We have two variables, `speed` and `dist` referring to how far the stopping distance of the car is at a given speed. We can see in the marginal density plots that `speed` is distributed fairly normally, although with a much flatter peak than a Gaussian, and that `dist` is distributed asymmetrically with respect to its tails.
Let's work with `dist` for now, try out both a normal and Johnson's Su on it. First, let's figure out how to use the `optimize` function in R. This is not a hill climbing algorithm (Apologies! We could make one if you're really curious), it's a more sophisticated search function, but it only operates on a single variable. We give it a
loss function to minimize and a range in which to search:
Code:
x <- cars$dist
optimize(f = function(mu) sum((x - mu)^2),
interval = range(x))
# > optimize(function(mu) sum((x - mu)^2), range(x))
# $minimum
# [1] 42.98
# $objective
# [1] 32538.98
# > mean(x)
# [1] 42.98
What's going on here? We define our X variable as `dist` from the `cars` dataset. We define our loss function as the
sum of squared residuals between all values in X against a candidate mean (`mu`). We tell the search to proceed within the range of our X values. The result, which is found commented out, is the minimized `objective` and its corresponding candidate called the `minimum`. As we can verify, this minimum is the same as the mean!
Let's subtract the mean and then find the standard deviation:
Code:
x1 <- cars$dist - 42.98
optimize(f = function(sigma) sum((sqrt(mean(x1^2)) - sigma)^2),
interval = range(abs(x1)))
# > optimize(f = function(sigma) sum((sqrt(mean(x1^2)) - sigma)^2),
# + interval = range(abs(x1)))
# $minimum
# [1] 25.51038
# $objective
# [1] 0
We should note that this standard deviation doesn't use
Bessel's correction like most standard functions. We found that our `dist` function has a mean of 42.98 and a raw standard deviation of 25.51. How would we do both of these at the same time?
Instead of the `optimize` function, we can use the `optim` function, which optimizes multiple variables at once.
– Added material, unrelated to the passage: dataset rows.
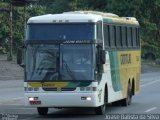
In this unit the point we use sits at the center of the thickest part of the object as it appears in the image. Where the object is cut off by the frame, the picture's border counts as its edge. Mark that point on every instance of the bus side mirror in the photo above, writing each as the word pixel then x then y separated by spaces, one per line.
pixel 20 57
pixel 102 56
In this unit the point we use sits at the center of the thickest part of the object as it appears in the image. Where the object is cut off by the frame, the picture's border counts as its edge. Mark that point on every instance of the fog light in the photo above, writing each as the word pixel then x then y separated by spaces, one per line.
pixel 86 98
pixel 31 98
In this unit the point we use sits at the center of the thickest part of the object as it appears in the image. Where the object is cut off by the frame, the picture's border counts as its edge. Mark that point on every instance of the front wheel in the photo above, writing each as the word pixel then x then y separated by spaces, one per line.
pixel 127 101
pixel 101 110
pixel 42 110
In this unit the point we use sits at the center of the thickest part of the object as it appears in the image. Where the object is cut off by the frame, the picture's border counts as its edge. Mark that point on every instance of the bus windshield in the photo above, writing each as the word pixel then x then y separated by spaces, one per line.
pixel 59 62
pixel 74 31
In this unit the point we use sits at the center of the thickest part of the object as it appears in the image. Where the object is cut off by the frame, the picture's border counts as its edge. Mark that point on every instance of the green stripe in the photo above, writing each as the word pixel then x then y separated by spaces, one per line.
pixel 115 73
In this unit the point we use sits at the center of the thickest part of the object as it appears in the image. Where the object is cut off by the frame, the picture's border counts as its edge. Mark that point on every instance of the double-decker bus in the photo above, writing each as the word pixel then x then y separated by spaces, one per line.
pixel 81 59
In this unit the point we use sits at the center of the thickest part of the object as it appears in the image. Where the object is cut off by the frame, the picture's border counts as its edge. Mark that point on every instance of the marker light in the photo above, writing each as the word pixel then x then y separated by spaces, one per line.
pixel 88 98
pixel 31 98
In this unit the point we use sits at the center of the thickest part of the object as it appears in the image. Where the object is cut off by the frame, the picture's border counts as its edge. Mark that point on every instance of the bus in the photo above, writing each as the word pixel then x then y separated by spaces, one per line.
pixel 81 59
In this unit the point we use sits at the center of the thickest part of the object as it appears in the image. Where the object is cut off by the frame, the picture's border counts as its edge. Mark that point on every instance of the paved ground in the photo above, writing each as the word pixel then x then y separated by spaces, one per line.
pixel 146 104
pixel 12 97
pixel 9 70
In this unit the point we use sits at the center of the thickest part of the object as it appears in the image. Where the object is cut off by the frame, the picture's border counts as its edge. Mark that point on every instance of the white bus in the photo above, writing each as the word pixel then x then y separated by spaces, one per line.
pixel 81 59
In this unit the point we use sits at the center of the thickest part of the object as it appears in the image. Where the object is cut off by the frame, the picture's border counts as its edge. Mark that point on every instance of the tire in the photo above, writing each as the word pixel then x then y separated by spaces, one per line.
pixel 101 110
pixel 127 101
pixel 42 110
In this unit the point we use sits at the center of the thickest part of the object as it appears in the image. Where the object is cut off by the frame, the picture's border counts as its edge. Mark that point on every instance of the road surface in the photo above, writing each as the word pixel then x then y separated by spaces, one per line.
pixel 147 102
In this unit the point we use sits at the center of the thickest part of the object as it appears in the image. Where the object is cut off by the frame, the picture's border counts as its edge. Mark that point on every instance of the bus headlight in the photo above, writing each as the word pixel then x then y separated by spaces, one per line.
pixel 32 98
pixel 30 89
pixel 88 89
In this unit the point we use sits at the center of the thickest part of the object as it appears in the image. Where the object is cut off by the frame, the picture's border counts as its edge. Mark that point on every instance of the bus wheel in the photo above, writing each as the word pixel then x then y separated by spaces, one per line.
pixel 101 110
pixel 42 110
pixel 127 101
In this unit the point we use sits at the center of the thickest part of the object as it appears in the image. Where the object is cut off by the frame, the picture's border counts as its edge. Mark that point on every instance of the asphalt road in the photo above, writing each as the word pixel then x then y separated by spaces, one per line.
pixel 147 102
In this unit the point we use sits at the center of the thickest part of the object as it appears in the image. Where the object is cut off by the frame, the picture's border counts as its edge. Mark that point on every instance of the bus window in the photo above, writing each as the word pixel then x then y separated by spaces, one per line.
pixel 118 37
pixel 134 37
pixel 106 36
pixel 129 37
pixel 99 32
pixel 137 37
pixel 124 38
pixel 112 36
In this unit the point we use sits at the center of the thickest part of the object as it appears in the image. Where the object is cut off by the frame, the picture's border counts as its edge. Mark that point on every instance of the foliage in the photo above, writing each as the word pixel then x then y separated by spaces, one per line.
pixel 146 11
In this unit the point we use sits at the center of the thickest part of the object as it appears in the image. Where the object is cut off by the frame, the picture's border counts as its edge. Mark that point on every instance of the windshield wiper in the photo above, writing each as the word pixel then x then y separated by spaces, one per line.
pixel 69 71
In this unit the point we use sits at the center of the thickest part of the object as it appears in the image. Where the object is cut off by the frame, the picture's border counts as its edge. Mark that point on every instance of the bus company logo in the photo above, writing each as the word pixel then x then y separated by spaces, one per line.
pixel 9 117
pixel 125 59
pixel 59 89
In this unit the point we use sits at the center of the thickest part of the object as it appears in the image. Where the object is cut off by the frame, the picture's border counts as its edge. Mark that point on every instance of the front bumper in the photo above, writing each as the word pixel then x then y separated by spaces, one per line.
pixel 63 99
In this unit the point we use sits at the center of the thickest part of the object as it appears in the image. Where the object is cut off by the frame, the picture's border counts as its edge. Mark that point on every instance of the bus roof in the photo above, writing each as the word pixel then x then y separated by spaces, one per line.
pixel 83 16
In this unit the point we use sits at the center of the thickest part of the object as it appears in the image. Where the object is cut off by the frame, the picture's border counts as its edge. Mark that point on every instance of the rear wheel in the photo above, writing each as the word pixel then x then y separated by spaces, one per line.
pixel 42 110
pixel 127 101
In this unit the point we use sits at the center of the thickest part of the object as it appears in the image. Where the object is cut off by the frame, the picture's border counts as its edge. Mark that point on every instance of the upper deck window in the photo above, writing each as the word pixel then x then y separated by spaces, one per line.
pixel 71 31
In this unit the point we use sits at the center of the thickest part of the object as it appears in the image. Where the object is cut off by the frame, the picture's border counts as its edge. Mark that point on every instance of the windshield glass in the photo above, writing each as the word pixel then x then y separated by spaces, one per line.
pixel 59 62
pixel 77 62
pixel 42 62
pixel 74 31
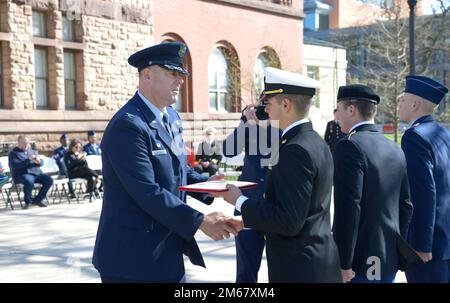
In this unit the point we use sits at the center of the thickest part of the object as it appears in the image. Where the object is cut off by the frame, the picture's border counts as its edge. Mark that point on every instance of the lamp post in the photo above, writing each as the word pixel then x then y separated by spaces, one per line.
pixel 412 38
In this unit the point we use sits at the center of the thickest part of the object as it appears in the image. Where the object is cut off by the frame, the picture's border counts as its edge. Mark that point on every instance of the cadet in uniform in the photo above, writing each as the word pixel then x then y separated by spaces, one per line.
pixel 371 195
pixel 333 132
pixel 295 215
pixel 254 135
pixel 92 147
pixel 145 225
pixel 427 149
pixel 208 154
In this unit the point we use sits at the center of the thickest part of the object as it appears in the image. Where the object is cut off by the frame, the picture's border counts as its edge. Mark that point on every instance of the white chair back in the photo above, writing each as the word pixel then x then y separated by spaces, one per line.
pixel 234 161
pixel 94 162
pixel 50 167
pixel 5 164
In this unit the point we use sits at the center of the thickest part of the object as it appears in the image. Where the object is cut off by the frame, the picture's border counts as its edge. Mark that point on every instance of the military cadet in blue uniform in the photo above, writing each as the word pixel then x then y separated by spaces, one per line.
pixel 372 208
pixel 254 136
pixel 145 225
pixel 92 148
pixel 295 214
pixel 426 145
pixel 333 132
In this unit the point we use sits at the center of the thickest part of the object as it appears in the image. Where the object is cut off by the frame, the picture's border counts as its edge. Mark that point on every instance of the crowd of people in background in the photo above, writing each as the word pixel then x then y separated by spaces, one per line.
pixel 25 165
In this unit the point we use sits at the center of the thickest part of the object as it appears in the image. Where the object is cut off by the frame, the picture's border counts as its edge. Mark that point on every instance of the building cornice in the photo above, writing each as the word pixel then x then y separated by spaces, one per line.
pixel 263 6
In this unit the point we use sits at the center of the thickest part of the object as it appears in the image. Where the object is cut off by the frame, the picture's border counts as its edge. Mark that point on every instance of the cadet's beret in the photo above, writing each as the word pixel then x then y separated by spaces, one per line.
pixel 277 81
pixel 168 55
pixel 426 88
pixel 359 92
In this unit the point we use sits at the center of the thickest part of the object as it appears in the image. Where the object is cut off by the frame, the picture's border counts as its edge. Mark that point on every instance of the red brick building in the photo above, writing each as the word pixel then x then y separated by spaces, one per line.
pixel 230 42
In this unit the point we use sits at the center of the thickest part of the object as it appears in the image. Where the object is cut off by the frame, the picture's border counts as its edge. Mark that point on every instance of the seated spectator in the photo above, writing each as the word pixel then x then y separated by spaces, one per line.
pixel 77 167
pixel 3 178
pixel 60 152
pixel 25 164
pixel 92 147
pixel 208 154
pixel 58 155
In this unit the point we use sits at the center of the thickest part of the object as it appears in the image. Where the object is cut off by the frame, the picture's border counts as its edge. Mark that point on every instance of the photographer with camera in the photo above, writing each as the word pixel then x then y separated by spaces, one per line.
pixel 77 167
pixel 254 136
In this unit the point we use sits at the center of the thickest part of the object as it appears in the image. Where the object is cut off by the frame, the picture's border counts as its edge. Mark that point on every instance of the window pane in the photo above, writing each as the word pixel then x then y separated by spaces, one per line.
pixel 40 62
pixel 179 104
pixel 222 98
pixel 70 94
pixel 68 32
pixel 39 28
pixel 213 101
pixel 41 93
pixel 69 66
pixel 218 78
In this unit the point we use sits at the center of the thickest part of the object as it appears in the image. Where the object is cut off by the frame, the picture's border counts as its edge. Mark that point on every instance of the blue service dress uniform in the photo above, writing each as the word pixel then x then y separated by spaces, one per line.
pixel 145 225
pixel 92 149
pixel 427 149
pixel 372 202
pixel 295 215
pixel 256 142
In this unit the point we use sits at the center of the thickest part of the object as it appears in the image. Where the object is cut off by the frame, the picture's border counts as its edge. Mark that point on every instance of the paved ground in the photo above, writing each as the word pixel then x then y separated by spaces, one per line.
pixel 55 244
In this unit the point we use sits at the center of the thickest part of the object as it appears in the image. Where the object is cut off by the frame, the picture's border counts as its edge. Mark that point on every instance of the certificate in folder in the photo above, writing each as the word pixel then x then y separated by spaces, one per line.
pixel 216 186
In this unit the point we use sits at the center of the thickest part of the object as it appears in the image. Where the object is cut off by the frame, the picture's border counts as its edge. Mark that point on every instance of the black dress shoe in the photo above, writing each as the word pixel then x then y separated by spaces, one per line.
pixel 40 204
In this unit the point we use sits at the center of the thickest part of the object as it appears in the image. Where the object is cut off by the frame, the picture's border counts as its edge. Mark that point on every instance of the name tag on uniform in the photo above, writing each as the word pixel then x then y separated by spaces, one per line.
pixel 159 152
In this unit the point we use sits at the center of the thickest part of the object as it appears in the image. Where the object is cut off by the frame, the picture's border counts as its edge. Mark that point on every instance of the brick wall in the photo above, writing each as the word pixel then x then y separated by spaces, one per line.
pixel 106 33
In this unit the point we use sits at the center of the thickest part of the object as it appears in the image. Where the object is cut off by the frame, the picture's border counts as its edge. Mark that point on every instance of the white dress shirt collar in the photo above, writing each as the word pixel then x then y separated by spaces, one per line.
pixel 359 124
pixel 294 125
I like to do this iteratively, first getting a rough parameterization using quantiles, then a closer fit using something like a
K-S test or
negative log-likelihood:
Code:
x <- cars$dist
qqtad <- function(p) {
sum(abs(p - seq(0, 1, length.out = length(p))))
}
one <- optim(par = c(0, 1),
fn = function(ms) qqtad(pnorm(x, ms[1], ms[2])[order(x)]))
two <- optim(par = one$par,
fn = function(ms) -sum(log(dnorm(x, ms[1], ms[2]))))
# > one
# $par
# [1] 40.18027 25.05558
# $value
# [1] 1.594726
# > two
# $par
# [1] 42.98534 25.51202
# $value
# [1] 232.9012
The first fit is like a baby version of the K-S test. The second fit, we're using MLE estimation instead of a K-S test, but both could work. Notice we found the mean and the standard deviation at the same time! This is absolutely necessary for working with the Johnson Su. Unlike the normal, where the parameters can be found one at a time, because the parameters are simply the moments, this will not be the case in the Johnson Su.
I'll leave it at that for now and come back later to tackle the parameterization of the Johnson Su. There's plenty of meat in this post, but if you can understand and be comfortable working with optimizers, a whole new world opens up! They are a seriously powerful tool in your toolbox for solving problems.